Sadly the patent is of no help as the hardware was designed to be used in multiple applications and derived from an English patent. 

I have managed to find some excellent perspective images, much more than I had when I started anyway. 

If you have ANYTHING that may correspond to this project, please reach out.


----------



## Jesse McCauley (Dec 6, 2020)

*edit* Project n/a


----------



## Jesse McCauley (Dec 8, 2020)

I am fortunate to have 5 / 6 of these funky stubby little pedals on my ca. 1897 Tribune Triplet but for the life of me I can't recall ever seeing such a pedal in literature or "in the flesh" before. 

the tread is quite narrow, I have never seen this style block used prior to the turn of the 20th century so my instinct is the blocks were replaced at some point with whatever was available but who can say for sure? 

While not "factory" correct hardware I believe this bike sports a great deal of the original riding team preference / personalization and that is the vision I would like to work towards putting together. 

I was fortunate enough to find a collapsed rear wheel / 40h oversized barrel hub courtesy of a friend and caber of which he is going to modify the axle to fit the crazy narrow dropouts on this frame. I really look forward to seeing it at least partially upright and "complete"- I'll get it there. 

Dreaming of finding the long lost 6th pedal to work towards completing this behemoth just in case anyone has such a solo in their stash.


----------



## Jesse McCauley (Dec 9, 2020)

Next up -
Looking for the removable top tube bar for the captain of this Stormer combination tandem.
Tall order, if I can't find it after a while I will attempt to fabricate something but figured it was worth a try asking the community!
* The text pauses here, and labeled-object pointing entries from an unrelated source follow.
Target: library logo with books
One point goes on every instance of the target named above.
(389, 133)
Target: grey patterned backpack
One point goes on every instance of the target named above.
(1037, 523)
For reference, I do not own rights to this image obviously. 
Attached is an illustration of the Stormer Model 9 showing the top tube I'm hunting floating above the illustrated tandem.


----------



## Jesse McCauley (Dec 19, 2020)

WANTED: 
D&J crank hanger for tandem - shown second from the right in this image. 
The tandem I am working on uses an eccentric captain which is intact and a fixed position dual cog stoker crank which is missing.


----------



## Jesse McCauley (Dec 26, 2020)

Merry Christmas addition edition ! 

I have an early men's Hibbard racer that is missing its badge. It is a crusty project but one I would love to see "whole" again - 
This is an image of a badge I once owned for a comparable period "Lady Hibbard" -
I believe the badge I need is the same general shape and form but would read just "The Hibbard" with the bald eagle illustration beneath.


----------